Selon Foucault, l’analyse des causes de la folie changea énormément au cours de l’époque classique. Cette transition, ainsi que l’isolement des personnes concernées, qui étaient auparavant confinées avec les pauvres et les criminels, est l’un des plus importants changements qui eurent lieu à cette période de l’histoire. La folie était d’abord considérée comme un problème physiologique similaire à d’autres maladies. Elle finit cependant par être perçue comme un phénomène psychologique à l’esprit et non au corps. On put par exemple penser que la folie était causée par un sentiment de culpabilité lié à des actions du passé, ou était due à une certaine faiblesse de l’esprit. Foucault estime cependant que cette distinction entre les maladies du corps et de l’esprit, qui est acquise aujourd’hui, était beaucoup plus floue à l’époque : la folie était comprise comme l’expression simultanée de problèmes physiques et mentaux.
Donc un vide se creuse au milieu de l'internement ; un vide qui isole la folie, la dénonce dans ce qu'elle a d'irréductible, d'insupportable à la raison ; elle apparaît maintenant avec ce qui la distingue aussi de toutes ces formes enfermées.
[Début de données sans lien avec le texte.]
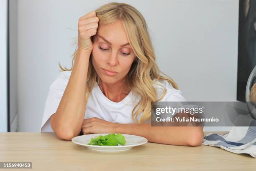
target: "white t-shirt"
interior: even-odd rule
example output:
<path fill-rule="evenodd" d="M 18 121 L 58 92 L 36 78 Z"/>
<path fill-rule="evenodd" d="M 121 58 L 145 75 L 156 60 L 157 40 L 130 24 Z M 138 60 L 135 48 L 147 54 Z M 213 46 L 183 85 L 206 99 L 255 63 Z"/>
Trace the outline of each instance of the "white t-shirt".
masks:
<path fill-rule="evenodd" d="M 50 118 L 57 110 L 71 74 L 71 71 L 61 72 L 50 87 L 42 121 L 41 132 L 54 132 L 51 126 Z M 84 119 L 97 117 L 114 123 L 134 123 L 132 118 L 132 111 L 139 101 L 140 97 L 136 95 L 131 91 L 121 101 L 114 102 L 105 96 L 97 82 L 95 82 L 87 104 Z M 167 81 L 160 80 L 157 83 L 163 84 L 167 90 L 160 102 L 187 101 L 182 95 L 182 92 L 173 88 Z M 163 92 L 161 89 L 163 87 L 155 84 L 153 86 L 156 89 L 159 99 Z M 141 114 L 141 112 L 138 118 L 139 121 Z M 148 123 L 150 123 L 150 121 Z"/>

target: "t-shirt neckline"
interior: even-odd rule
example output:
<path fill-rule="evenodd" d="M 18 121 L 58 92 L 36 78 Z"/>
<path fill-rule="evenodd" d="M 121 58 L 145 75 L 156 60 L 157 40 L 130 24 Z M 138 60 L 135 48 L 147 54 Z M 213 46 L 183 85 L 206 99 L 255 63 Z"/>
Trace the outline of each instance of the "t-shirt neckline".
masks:
<path fill-rule="evenodd" d="M 102 97 L 102 98 L 105 99 L 106 100 L 108 101 L 110 103 L 112 103 L 113 104 L 121 104 L 122 103 L 123 103 L 123 102 L 126 102 L 127 100 L 128 99 L 129 99 L 129 98 L 131 99 L 131 97 L 132 95 L 132 91 L 131 90 L 130 92 L 129 93 L 129 94 L 127 94 L 127 95 L 126 96 L 125 96 L 125 97 L 123 100 L 121 100 L 120 102 L 113 102 L 113 101 L 110 100 L 109 99 L 108 99 L 108 97 L 107 97 L 104 95 L 104 94 L 103 93 L 103 92 L 101 91 L 101 90 L 100 89 L 100 87 L 99 86 L 99 85 L 98 84 L 98 83 L 96 81 L 95 81 L 95 84 L 96 84 L 96 89 L 100 95 L 101 97 Z"/>

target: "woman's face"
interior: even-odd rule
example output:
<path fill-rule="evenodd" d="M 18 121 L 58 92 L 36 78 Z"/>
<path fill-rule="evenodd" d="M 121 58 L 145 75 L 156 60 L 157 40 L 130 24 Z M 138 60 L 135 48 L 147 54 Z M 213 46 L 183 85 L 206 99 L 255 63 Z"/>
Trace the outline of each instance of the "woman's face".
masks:
<path fill-rule="evenodd" d="M 136 55 L 129 45 L 121 22 L 99 25 L 93 45 L 92 62 L 101 80 L 107 84 L 122 82 L 128 72 Z M 106 73 L 104 69 L 117 73 L 113 74 Z"/>

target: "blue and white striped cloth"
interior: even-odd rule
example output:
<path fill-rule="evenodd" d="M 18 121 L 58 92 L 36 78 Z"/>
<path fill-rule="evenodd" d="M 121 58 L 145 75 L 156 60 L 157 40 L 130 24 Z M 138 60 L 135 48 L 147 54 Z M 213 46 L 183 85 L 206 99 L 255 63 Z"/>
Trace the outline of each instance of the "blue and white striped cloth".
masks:
<path fill-rule="evenodd" d="M 229 132 L 223 135 L 210 133 L 204 136 L 202 144 L 256 158 L 256 126 L 232 126 Z"/>

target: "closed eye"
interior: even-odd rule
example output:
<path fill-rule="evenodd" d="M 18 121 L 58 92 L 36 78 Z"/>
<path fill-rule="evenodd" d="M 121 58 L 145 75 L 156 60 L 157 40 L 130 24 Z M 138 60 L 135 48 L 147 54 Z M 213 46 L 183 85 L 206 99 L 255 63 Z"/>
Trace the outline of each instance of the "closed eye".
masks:
<path fill-rule="evenodd" d="M 99 47 L 99 49 L 100 49 L 100 50 L 104 51 L 105 51 L 106 50 L 109 50 L 108 49 L 103 49 L 102 47 L 101 47 L 100 46 L 98 46 L 98 47 Z M 126 56 L 130 55 L 131 54 L 131 53 L 123 53 L 123 52 L 121 52 L 121 53 L 123 54 L 123 55 L 126 55 Z"/>

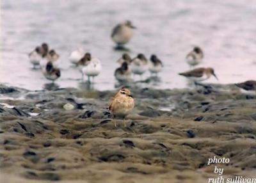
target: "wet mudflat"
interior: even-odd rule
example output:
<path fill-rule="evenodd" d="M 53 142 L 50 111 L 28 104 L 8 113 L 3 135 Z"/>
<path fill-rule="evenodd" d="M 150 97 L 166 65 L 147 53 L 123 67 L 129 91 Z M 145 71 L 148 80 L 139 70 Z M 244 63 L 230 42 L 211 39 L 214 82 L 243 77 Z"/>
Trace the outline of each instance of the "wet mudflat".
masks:
<path fill-rule="evenodd" d="M 226 177 L 255 176 L 256 99 L 234 86 L 131 86 L 126 128 L 108 110 L 116 90 L 0 86 L 4 182 L 207 182 L 214 156 Z"/>

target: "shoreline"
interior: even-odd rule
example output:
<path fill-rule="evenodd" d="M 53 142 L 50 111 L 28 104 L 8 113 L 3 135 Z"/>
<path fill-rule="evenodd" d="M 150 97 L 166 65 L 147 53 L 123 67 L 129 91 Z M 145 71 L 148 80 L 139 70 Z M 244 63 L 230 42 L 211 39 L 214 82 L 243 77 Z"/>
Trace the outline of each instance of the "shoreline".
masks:
<path fill-rule="evenodd" d="M 255 178 L 256 98 L 232 84 L 211 86 L 132 88 L 127 127 L 117 120 L 115 128 L 107 108 L 116 90 L 0 85 L 0 178 L 207 182 L 216 176 L 207 164 L 214 155 L 230 159 L 225 177 Z"/>

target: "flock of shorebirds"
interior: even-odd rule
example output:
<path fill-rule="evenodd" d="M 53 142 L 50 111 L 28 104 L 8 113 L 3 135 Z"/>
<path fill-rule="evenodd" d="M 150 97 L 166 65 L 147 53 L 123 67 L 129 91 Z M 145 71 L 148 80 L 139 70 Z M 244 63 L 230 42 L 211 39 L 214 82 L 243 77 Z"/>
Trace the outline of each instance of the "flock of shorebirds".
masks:
<path fill-rule="evenodd" d="M 133 29 L 135 28 L 129 20 L 118 24 L 113 28 L 111 37 L 117 44 L 116 48 L 124 48 L 124 45 L 132 38 Z M 58 68 L 59 58 L 60 55 L 54 49 L 50 49 L 45 43 L 36 47 L 29 54 L 30 62 L 33 65 L 34 68 L 41 68 L 46 79 L 52 82 L 61 76 L 61 71 Z M 186 56 L 186 60 L 191 67 L 200 64 L 203 59 L 204 52 L 197 46 L 195 47 Z M 102 70 L 100 60 L 92 56 L 89 52 L 84 52 L 81 48 L 73 51 L 69 56 L 69 60 L 77 66 L 82 74 L 82 79 L 84 79 L 84 76 L 88 77 L 89 83 L 93 83 L 94 77 L 97 76 Z M 152 54 L 148 61 L 142 53 L 138 54 L 132 59 L 127 53 L 124 53 L 117 62 L 120 66 L 115 70 L 115 77 L 120 82 L 131 81 L 132 74 L 141 76 L 147 70 L 150 72 L 152 76 L 157 76 L 163 68 L 162 61 L 155 54 Z M 218 79 L 214 69 L 211 67 L 196 68 L 179 74 L 195 83 L 208 79 L 211 76 Z M 91 81 L 91 77 L 92 77 L 92 81 Z M 256 91 L 256 81 L 248 81 L 236 85 L 244 91 L 253 92 Z M 112 99 L 109 109 L 115 118 L 121 117 L 124 119 L 133 107 L 134 100 L 131 95 L 130 90 L 122 88 Z M 124 124 L 126 126 L 124 120 Z M 116 126 L 115 122 L 115 125 Z"/>

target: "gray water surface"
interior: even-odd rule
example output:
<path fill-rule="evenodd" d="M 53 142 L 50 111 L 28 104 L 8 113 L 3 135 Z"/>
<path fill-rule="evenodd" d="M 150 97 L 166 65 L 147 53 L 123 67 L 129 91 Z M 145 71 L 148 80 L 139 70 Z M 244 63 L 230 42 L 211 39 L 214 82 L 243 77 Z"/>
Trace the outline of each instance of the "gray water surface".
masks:
<path fill-rule="evenodd" d="M 113 49 L 113 27 L 129 19 L 138 28 L 127 47 L 135 56 L 156 54 L 164 68 L 156 88 L 185 88 L 177 73 L 189 67 L 184 58 L 193 45 L 205 52 L 202 67 L 212 67 L 220 78 L 232 83 L 255 79 L 256 1 L 1 1 L 0 82 L 30 90 L 49 83 L 32 69 L 28 53 L 47 42 L 61 55 L 60 87 L 83 88 L 81 74 L 68 56 L 78 46 L 99 58 L 103 70 L 95 88 L 112 90 L 113 73 L 122 54 Z M 143 76 L 149 76 L 147 73 Z"/>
La présence des fous y fait figure d'injustice; mais pour les autres. Ce grand enveloppement est rompu dans lequel était prise la confuse unité de la déraison.
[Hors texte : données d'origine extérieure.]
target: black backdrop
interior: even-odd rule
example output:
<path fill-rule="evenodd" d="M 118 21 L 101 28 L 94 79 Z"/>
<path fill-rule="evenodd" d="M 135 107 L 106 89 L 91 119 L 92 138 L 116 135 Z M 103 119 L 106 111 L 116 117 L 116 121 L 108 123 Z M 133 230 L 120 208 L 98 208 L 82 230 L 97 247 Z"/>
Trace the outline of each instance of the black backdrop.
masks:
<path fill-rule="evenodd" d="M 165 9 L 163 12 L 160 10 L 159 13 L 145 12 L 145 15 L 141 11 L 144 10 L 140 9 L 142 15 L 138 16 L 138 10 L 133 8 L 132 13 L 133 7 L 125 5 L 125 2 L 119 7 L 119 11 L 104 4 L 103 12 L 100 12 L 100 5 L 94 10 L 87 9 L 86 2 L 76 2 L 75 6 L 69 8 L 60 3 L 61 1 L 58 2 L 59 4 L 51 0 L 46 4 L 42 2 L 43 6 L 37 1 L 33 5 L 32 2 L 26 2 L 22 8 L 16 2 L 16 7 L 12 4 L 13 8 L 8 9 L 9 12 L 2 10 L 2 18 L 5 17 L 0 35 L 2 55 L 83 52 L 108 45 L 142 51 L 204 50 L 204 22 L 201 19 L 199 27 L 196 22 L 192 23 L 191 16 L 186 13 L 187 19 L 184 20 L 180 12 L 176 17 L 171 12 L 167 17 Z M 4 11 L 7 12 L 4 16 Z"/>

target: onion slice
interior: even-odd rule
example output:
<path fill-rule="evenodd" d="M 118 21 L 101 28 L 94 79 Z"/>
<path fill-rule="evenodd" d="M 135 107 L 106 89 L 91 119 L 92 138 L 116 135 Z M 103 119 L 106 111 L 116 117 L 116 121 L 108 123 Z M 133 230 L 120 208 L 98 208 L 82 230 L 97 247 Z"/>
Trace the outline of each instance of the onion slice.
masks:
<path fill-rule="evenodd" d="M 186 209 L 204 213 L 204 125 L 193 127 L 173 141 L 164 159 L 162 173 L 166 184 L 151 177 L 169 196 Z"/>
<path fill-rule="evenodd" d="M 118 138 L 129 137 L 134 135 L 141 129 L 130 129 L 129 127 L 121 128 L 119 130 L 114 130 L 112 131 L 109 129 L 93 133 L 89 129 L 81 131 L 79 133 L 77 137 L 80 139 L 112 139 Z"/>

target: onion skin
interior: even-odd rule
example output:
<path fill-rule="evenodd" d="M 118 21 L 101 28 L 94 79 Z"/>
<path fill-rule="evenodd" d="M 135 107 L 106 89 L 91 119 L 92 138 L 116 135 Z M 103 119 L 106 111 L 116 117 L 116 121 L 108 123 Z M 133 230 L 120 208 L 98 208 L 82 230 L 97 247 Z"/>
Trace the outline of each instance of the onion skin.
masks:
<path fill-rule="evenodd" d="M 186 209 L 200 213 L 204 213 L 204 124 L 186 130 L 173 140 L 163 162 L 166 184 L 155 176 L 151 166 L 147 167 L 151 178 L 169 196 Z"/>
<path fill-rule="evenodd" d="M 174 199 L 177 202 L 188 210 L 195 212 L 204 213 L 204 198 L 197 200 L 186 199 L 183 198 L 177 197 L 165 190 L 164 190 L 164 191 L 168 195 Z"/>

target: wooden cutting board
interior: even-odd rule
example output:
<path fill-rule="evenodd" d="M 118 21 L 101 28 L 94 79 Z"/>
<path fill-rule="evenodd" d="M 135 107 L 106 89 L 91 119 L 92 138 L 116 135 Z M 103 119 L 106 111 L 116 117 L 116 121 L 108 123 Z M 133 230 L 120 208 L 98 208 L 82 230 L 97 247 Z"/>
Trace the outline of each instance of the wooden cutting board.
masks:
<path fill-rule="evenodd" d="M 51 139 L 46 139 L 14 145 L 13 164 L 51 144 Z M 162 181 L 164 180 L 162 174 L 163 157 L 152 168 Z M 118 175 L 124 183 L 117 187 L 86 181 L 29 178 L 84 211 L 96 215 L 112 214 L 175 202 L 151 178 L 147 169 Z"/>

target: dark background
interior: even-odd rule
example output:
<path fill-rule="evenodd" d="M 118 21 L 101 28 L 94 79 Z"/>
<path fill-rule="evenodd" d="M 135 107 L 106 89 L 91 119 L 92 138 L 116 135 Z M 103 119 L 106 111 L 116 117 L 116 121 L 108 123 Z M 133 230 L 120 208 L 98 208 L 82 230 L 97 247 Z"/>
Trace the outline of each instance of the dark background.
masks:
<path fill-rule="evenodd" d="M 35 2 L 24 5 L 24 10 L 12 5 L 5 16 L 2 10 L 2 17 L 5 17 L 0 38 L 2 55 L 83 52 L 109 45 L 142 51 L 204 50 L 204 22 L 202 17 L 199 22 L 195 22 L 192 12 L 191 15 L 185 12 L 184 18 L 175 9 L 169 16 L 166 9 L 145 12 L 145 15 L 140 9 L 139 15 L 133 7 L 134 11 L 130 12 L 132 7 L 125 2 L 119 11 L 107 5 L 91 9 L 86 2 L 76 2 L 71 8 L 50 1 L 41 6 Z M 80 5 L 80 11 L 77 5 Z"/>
Dans cette citation, Foucault explique la façon dont la folie a été séparée de la catégorie plus large de la “déraison”, qui incluait aussi les pauvres et les criminels. Tous ces marginaux ont été regroupés ensemble lors du “grand renfermement” et isolés dans les hôpitaux généraux. Cependant, à la fin de la période étudiée par l’auteur, la folie commença à être vue comme quelque chose de distinct de la criminalité et de la pauvreté, mais elle était considérée, d’une certaine manière, comme un phénomène plus dangereux. Les prisonniers furent donc éloignés des fous pour les en protéger et la folie fut écartée des autres catégories de la déraison. Des traitements médicaux particuliers furent ensuite développés et les fous furent isolés dans les asiles.
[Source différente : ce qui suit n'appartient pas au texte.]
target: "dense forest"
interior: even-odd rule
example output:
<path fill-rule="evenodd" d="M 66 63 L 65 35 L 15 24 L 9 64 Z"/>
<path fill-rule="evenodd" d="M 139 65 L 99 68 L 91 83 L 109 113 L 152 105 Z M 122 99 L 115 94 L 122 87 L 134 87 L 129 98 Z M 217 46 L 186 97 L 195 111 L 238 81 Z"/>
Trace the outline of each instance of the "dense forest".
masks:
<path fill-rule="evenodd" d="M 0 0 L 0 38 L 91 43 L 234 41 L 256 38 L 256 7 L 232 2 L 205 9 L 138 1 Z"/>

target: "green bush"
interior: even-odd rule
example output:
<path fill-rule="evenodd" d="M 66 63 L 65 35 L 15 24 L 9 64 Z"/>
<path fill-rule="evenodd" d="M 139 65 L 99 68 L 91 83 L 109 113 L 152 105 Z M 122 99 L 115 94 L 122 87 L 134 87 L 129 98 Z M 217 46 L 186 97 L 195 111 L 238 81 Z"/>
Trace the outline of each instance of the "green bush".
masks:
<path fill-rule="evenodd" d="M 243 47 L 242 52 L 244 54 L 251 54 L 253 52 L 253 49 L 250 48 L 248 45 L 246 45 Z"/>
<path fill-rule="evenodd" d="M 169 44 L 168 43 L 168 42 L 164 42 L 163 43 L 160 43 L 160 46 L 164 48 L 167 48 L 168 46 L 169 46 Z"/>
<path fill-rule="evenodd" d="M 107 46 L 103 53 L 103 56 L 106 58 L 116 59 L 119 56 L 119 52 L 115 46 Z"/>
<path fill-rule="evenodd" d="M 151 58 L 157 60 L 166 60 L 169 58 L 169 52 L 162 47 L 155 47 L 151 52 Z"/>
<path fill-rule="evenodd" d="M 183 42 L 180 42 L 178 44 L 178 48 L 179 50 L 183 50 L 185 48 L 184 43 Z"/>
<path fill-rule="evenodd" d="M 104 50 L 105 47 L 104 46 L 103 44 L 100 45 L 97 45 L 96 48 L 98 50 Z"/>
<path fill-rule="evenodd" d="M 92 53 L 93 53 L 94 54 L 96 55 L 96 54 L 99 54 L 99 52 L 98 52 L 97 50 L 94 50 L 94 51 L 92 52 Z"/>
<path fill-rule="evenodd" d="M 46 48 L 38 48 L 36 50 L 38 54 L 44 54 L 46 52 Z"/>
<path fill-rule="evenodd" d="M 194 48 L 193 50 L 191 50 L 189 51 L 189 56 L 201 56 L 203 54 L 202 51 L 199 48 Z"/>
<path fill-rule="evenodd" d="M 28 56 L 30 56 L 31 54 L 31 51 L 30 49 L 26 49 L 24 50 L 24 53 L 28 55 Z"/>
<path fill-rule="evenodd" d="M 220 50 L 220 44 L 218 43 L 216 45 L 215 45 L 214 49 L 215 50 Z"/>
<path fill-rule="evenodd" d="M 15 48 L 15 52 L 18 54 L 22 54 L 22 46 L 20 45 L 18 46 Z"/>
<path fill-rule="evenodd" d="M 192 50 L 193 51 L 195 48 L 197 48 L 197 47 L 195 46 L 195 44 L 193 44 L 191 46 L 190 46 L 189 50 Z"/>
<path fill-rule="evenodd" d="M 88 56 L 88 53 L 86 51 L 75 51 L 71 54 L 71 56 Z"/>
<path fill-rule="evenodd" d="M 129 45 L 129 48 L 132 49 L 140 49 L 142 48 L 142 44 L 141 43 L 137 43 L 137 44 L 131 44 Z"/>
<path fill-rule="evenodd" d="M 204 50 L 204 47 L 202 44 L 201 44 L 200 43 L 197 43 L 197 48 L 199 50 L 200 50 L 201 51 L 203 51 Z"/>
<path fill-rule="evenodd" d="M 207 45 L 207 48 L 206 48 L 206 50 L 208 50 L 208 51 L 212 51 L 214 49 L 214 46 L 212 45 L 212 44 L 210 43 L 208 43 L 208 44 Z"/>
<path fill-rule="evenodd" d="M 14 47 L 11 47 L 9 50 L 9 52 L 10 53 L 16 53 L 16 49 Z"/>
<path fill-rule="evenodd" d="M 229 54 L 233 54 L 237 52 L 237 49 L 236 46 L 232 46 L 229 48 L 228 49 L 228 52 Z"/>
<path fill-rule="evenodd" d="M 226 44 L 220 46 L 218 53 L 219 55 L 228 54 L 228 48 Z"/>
Tout est organisé pour que le fou se reconnaisse dans ce monde du jugement qui l'enveloppe de toutes parts ; il doit se savoir surveillé, jugé et condamné ; de la faute à la punition, le lien doit être évident, comme une culpabilité reconnue par tous.
Foucault décrit dans cette citation l’un des objectifs des centres de traitement développés par Pinel. Trois méthodes avaient été identifiées pour permettre aux fous de se conformer aux attentes de la société. D’abord, le silence : laisser le fou seul en silence l’aiderait à se confronter à ses échecs. Puis, il était encouragé à se regarder dans un miroir afin de se juger lui-même, contrairement aux asiles de Tuke où il était jugé par les autres. Enfin, il devait procéder à un "jugement permanent”, facilité par cette observation constante, ce qui devait l’aider à se contenir et à adapter son comportement aux normes sociales.
Ce monde qui croit mesurer la folie, la justifier par la psychologie, c'est devant elle qu'il doit se justifier”
Foucault étudie ici la relation entre l’art, la folie et la civilisation. D’un côté, la folie peut être source de création artistique, et inspirer un “génie fou” comme Van Gogh. D’un autre côté, l’art et la folie s’opposent en ce que l'œuvre d’art nécessite du talent et des qualités de communication. Foucault conclut que la folie ne réside pas dans l'œuvre d’art elle-même, mais plutôt dans l’interaction entre l'œuvre et le monde qui la juge. Les personnes qui ont essayé de dompter la folie sont finalement confrontées à un art qu’elles auraient détruit si elles avaient éliminé la folie de la société.